Smallpox

A disease proven to be vaccine preventable

Identification and Definition

*Smallpox is an infectious disease that is contagious and can be fatal. The most common form of smallpox is Variola major which causes a fever and extensive rash. The ordinary type of smallpox Variola major has a fatality rate of around 30% and accounts for about 90% of smallpox cases.

* Smallpox can be prevented by the smallpox vaccine if given to a person before exposure to the disease but vaccination within 3 days after exposure can prevent or lessen the severity of the disease. Smallpox is spread by direct, face to face contact, through bodily fluids, or contaminated objects.

History of Smallpox

The exact origin of smallpox is unknown because it dates back so far, but early evidence is seen in the form of face lesions resembling smallpox on the faces of mummies from ancient Egypt. Smallpox is also described in Indian and Chinese texts suggesting that it was present in African and Asian nations as early as 1122 BC. Smallpox was introduced into European nations between the fifth and seventh centuries and to the United States by early settlers.


The first vaccination for smallpox was developed in the late 1700's and perfected over time. A worldwide vaccination program has eradicated the disease. The last case of smallpox in the U.S was in 1949 and the last naturally occurring case recorded was in Somalia, 1977.


The smallpox vaccine is not currently available to the general public since this disease is not present, but after the terror attacks of 9/11 some concern has been brought up about the smallpox virus being used as an agent of bio-terrorism. The U.S. has a stockpile of vaccine for everyone in the country in the event or threat of such an attack.


http://www.ncbi.nlm.nih.gov/pmc/articles/PMC1200696/

http://www.bt.cdc.gov/agent/smallpox/training/overview/pdf/eradicationhistory.pdf

Signs and Symptoms

*Smallpox symptoms generally appear after an average of 12-14 days after exposure. This time after exposure, which can range anywhere from 7-17 days, is called the incubation period. In the incubation period people are not contagious and do not show any signs or symptoms, but the disease is in their body.
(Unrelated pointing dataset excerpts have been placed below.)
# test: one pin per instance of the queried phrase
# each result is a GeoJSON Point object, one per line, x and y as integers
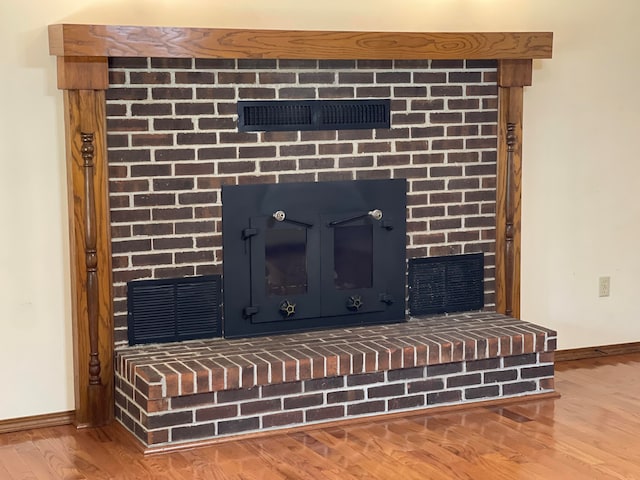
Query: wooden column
{"type": "Point", "coordinates": [513, 75]}
{"type": "Point", "coordinates": [84, 81]}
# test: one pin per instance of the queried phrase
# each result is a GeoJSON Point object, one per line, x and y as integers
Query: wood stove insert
{"type": "Point", "coordinates": [301, 256]}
*The first signs and symptoms that crop up after the period of incubation include:


  • High Fever (101-104 degrees)
  • Malaise
  • Head and body aches
  • Sometimes vomiting


This phase of smallpox lasts for 2-4 days; people in this phase are usually too sick to participate in everyday activities.


*The next phase of smallpox includes a rash that is first observed as spots on the tongue or in the mouth. These spots burst open spreading large amounts of the virus into the mouth and throat. The rash progresses on in the form of:


  • Rash appearing on the skin, starting with the face and spreading to arms, legs, hands, and feet; within 24 hours the rash has spread to all parts of the body
  • After the rash appears, fever reduces
  • Around the 3rd day of the rash, raised bumps replace the rash spots
  • Around the 4th day after the rash appeared, these bumps fill up with fluid and fever may return


This phase of smallpox is usually the most contagious.
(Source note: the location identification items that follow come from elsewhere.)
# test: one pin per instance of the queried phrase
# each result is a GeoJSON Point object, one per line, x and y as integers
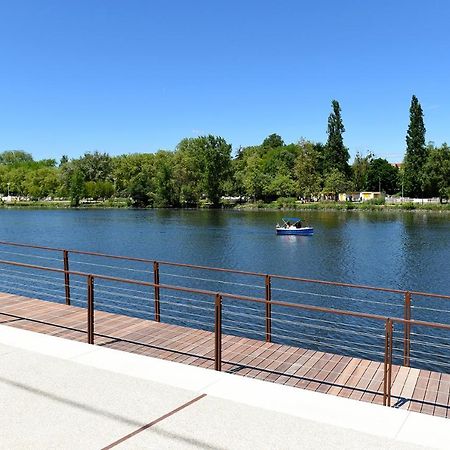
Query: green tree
{"type": "Point", "coordinates": [96, 166]}
{"type": "Point", "coordinates": [15, 157]}
{"type": "Point", "coordinates": [382, 176]}
{"type": "Point", "coordinates": [211, 156]}
{"type": "Point", "coordinates": [254, 179]}
{"type": "Point", "coordinates": [307, 170]}
{"type": "Point", "coordinates": [416, 151]}
{"type": "Point", "coordinates": [273, 141]}
{"type": "Point", "coordinates": [76, 187]}
{"type": "Point", "coordinates": [360, 170]}
{"type": "Point", "coordinates": [436, 173]}
{"type": "Point", "coordinates": [336, 154]}
{"type": "Point", "coordinates": [281, 186]}
{"type": "Point", "coordinates": [164, 193]}
{"type": "Point", "coordinates": [335, 183]}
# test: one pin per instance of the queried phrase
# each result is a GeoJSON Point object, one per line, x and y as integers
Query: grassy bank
{"type": "Point", "coordinates": [286, 204]}
{"type": "Point", "coordinates": [293, 205]}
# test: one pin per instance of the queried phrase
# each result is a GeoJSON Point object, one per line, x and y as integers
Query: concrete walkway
{"type": "Point", "coordinates": [62, 394]}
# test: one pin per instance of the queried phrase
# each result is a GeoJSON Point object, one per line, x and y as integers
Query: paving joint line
{"type": "Point", "coordinates": [154, 422]}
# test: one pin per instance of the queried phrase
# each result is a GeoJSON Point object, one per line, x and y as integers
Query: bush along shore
{"type": "Point", "coordinates": [282, 204]}
{"type": "Point", "coordinates": [205, 170]}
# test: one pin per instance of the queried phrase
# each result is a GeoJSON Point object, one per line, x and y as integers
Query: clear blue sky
{"type": "Point", "coordinates": [139, 75]}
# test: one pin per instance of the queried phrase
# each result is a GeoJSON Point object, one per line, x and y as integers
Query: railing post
{"type": "Point", "coordinates": [66, 275]}
{"type": "Point", "coordinates": [407, 330]}
{"type": "Point", "coordinates": [268, 309]}
{"type": "Point", "coordinates": [90, 302]}
{"type": "Point", "coordinates": [218, 333]}
{"type": "Point", "coordinates": [387, 377]}
{"type": "Point", "coordinates": [156, 282]}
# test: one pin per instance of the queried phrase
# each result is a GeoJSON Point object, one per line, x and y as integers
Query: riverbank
{"type": "Point", "coordinates": [344, 206]}
{"type": "Point", "coordinates": [280, 205]}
*In the next phase, smallpox bumps become pustules or small firm lumps under the skin. This phase last for an average of 5 days.


*These pustules begin to scab over and remain for an average of 5 days.
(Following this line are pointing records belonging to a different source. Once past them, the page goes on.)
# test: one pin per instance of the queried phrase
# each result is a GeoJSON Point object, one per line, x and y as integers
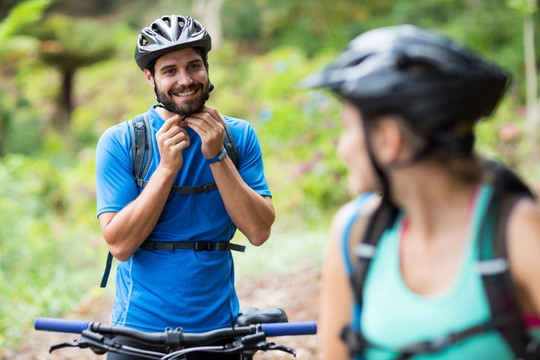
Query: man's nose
{"type": "Point", "coordinates": [183, 78]}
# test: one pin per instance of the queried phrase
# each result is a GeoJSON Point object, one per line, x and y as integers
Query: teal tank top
{"type": "Point", "coordinates": [393, 316]}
*Then the scabs fall off and leave behind scars. A person is still contagious at this stage until all scabs have fallen off.


http://emergency.cdc.gov/agent/smallpox/overview/disease-facts.asp

Transmission of Smallpox

  • The most common transmission for the smallpox virus is by airborne droplets which occurs in close, face-to-face contact and greater transmission when that contact is prolonged
  • Smallpox virus can be transmitted through the air, although it is more rare, but occurs in spaces where a cough is present such as a hospital
  • Transmission of smallpox virus through fomites on bedclothes, linens, and blankets is rare but can occur
  • Smallpox cannot be transmitted through food or water


http://www.bt.cdc.gov/agent/smallpox/training/overview/pdf/eradicationhistory.pdf

Complications

  • Although there is no treatment for smallpox, 70% of people will survive the disease. However, a few varieties of smallpox such as flat and hemorrhagic are always fatal. Pregnant women and people with impaired immune systems are more likely to contract these fatal forms of smallpox or have complications for typical smallpox.
  • Smallpox survivors will have pitted scars from the scabs that form and flake off.
  • Smallpox may also cause blindness in a small sampling of infected peoples.


http://www.mayoclinic.org/diseases-conditions/smallpox/basics/complications/con-20022769

Smallpox Control Measures

  • Smallpox was controlled and eradicated through the use of vaccines worldwide to help build immunity in the body to the disease.
  • The first dose of the smallpox vaccine provides immunity for 3-5 years and then decreases. Another dose of vaccine will cause immunity to last longer.
  • The U.S. no longer vaccinates against smallpox since the disease has been declared eradicated, but in the event of a threat or action of bio-terrorism using smallpox enough vaccine is available for every person in the country.